Following the collapse of the USSR, the Itkul Distillery was transformed into a public company on May 21, 1993. The first meeting of shareholders took place on March 11, 1994, where Viktor Mikhailovich Surkov (Виктор Михайлович Сурков) was elected as the general manager. In 1994, the distillery resumed vodka production, launching brands with unique recipes under the labels Itkulskaya, Sokolovskaya, and Sibiryachka, etc. Since 1996, the distillery has produced the Altai premium vodka brand for the French Pernod Ricard company.
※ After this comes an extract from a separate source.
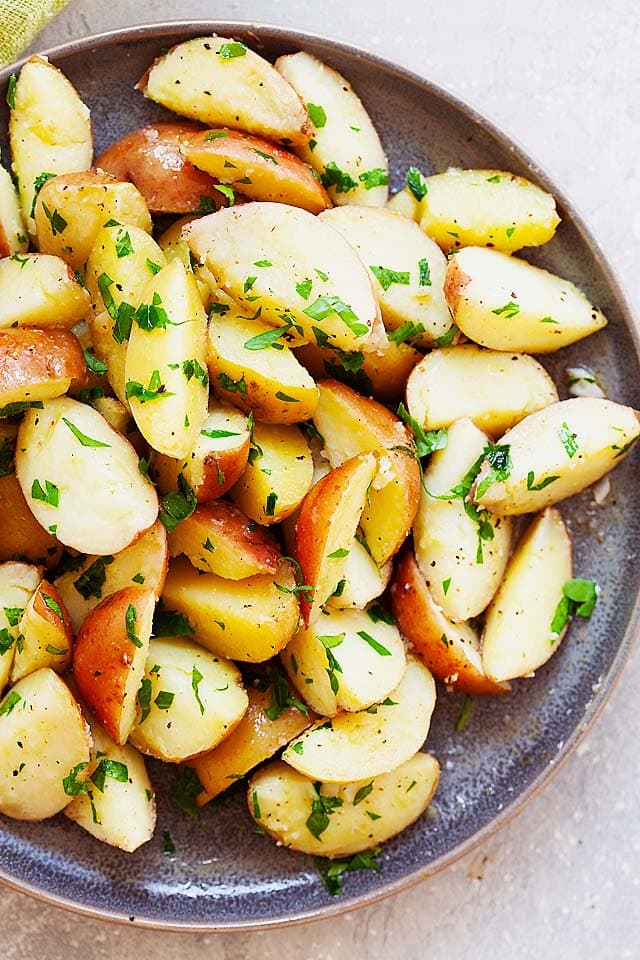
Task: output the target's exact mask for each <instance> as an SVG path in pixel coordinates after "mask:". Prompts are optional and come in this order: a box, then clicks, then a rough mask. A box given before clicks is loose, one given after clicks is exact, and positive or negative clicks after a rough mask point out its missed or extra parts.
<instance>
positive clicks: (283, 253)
mask: <svg viewBox="0 0 640 960" xmlns="http://www.w3.org/2000/svg"><path fill="white" fill-rule="evenodd" d="M184 236H185V238H186V240H187V242H188V244H189V247H190V249H191V251H192V252H193V254H194V256H195V257H196V258H197V259H198V261H199V262H200V263H203V264H205V266H206V267H207V268H208V270H209V271H210V272H211V274H212V276H213V278H214V280H215V283H216V285H217V286H220V287H222V288H223V289H224V291H225V293H227V294H228V295H229V296H230V297H232V298H233V300H235V301H236V303H238V304H239V306H240V307H242V308H248V309H252V310H253V311H255V310H256V309H257V308H258V307H260V308H261V310H262V312H261V314H260V317H261V319H262V320H263V321H265V322H266V323H269V324H272V325H273V326H275V327H280V328H281V329H282V331H283V333H285V332H286V333H287V335H288V336H289V337H290V338H291V339H292V340H294V341H301V342H307V341H311V342H320V343H322V344H328V345H331V346H335V347H337V348H339V349H340V350H358V349H360V348H361V345H362V344H363V343H364V342H365V341H366V340H367V338H370V337H371V331H372V328H373V325H374V321H375V320H376V319H377V317H378V305H377V303H376V300H375V297H374V295H373V288H372V285H371V280H370V278H369V275H368V274H367V271H366V269H365V267H364V265H363V264H362V263H361V261H360V259H359V257H358V255H357V254H356V252H355V250H354V249H353V248H352V247H351V246H350V245H349V244H348V243H347V241H346V240H344V238H342V237H341V236H340V234H338V233H337V231H336V230H334V229H333V228H332V227H330V226H328V225H327V224H326V223H323V222H322V221H321V220H320V219H318V218H317V217H314V216H312V215H311V214H310V213H307V211H306V210H300V209H299V208H298V207H291V206H289V205H287V204H284V203H247V204H245V205H244V206H243V207H239V208H235V207H233V208H231V209H230V210H220V211H219V212H218V213H215V214H211V215H210V216H208V217H202V218H200V219H199V220H196V221H193V222H192V223H190V224H189V225H188V226H187V227H186V228H185V231H184ZM256 263H260V264H263V266H260V267H256ZM264 264H269V266H265V265H264Z"/></svg>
Altai vodka was exported to the European Union and received a medal at an international spirits exhibition in London in 2001. By 2008, the Iktul distillery had once again become the largest alcohol manufacturer in Altai Krai, accounting for 84% of spirit and 71% of vodka produced in the region bringing in annual revenue of over 870 million rubles.

In 2009, the state-owned Rosspirtprom beverage company transferred its 51% share in the Itkul Distillery to VTB Bank. The following year, the bank sold its stake to entrepreneur Vasily Anisimov (Василий Анисимов). Since 2009, the Itkul Distillery partnered with the international Marussia Beverages company to produce Mamont super premium vodka, which received the highest golden award at the 2020 International Wine & Spirit Competition as the best Russian vodka.

In 2015, the Kristall-Lefortovo holding acquired the Itkul Distillery from Anisimov. By 2016, the distillery was producing 1,887,000 dal of vodka and 1,030,000 dal of spirit p.a., making it one of the 15 largest vodka manufacturers and 20 largest spirit manufacturers in Russia. The distillery accounted for 80% of strong alcohol produced in Altai Krai and was one of the largest taxpayers in the region.

In 2018, Itkul Distillery was hit by the financial difficulties of its parent Kristall-Lefortovo and found itself unable to service its debts. In April 2019, a court seized the bank accounts of the distillery in action against Kristall-Lefortovo, and the distillery subsequently filed for insolvency in May of that year. In December 2020, the Itkul Distillery was acquired by Marussia Beverages, for which it has produced Mamont vodka since 2010. The new owner settled with Itkul's creditors and resumed the operations of the distillery. The Marussia Beverages Rus general manager Yuri Tint (Юрий Тинт) became the new general manager of the distillery. Marussia Beverages plans to re-brand existing trademarks of the Itkul Distillery and launch several new ones, including a mid-price level whiskey with a unique recipe consistent with Altai traditions.

== Heritage ==

Many of the Itkul Distillery's historic buildings constructed in the 19th century and at the beginning of the 20th century remain essentially unchanged. In 1994, the complex of distillery buildings gained the designation of a state-protected regional monument. A stela dedicated to distillery founders Konstantin Platonov and Grigory Badyin was also installed at the entrance to the modern distillery buildings. In 2006, the old alcohol shop building was turned into a museum dedicated to the history of the Itkul Distillery. The museum exhibition displays photographs, print materials, tools, interior objects, production samples, and exhibition rewards earned by the Itkul Distillery over its long period of operation.